Even if you stay free of Alzheimer's disease, the normal aging process is fairly destructive to your brain. Neurons disappear, connections lose their strength, protein gunk builds up, and the whole brain shrinks. Areas controlling learning and memory are among the hardest hit. A new study claims that our crumbling brains aren't just a fact of normal aging. Instead, they may be unique in the animal kingdom, the result of an evolutionary bargain our species has struck.
Chet Sherwood at George Washington University led the study, which put humans and captive chimpanzees of various ages through MRI scanners. The humans ranged from ages 22 to 88. Chimps were between 10 and 45 years old, because 45 years is about as long as chimps can live in the wild (more on that in a moment).
In humans, the researchers found a pattern of decreasing brain volume throughout life that accelerated into old age. That pattern was missing in chimpanzees, whose brains seemed to maintain a consistent size.

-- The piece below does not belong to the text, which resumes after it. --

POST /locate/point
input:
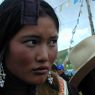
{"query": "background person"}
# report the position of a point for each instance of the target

Chimpanzees were used because they're our closest living relatives; we've been apart for only about 6 million years of evolution. The authors reason that because chimps' brains don't shrink as they age, our own brain degeneration must be a product of our recent evolution. We've developed brains that are big and energy-hungry, and to judge from our global population size, throwing our resources into our noggins seems to have been a good evolutionary strategy.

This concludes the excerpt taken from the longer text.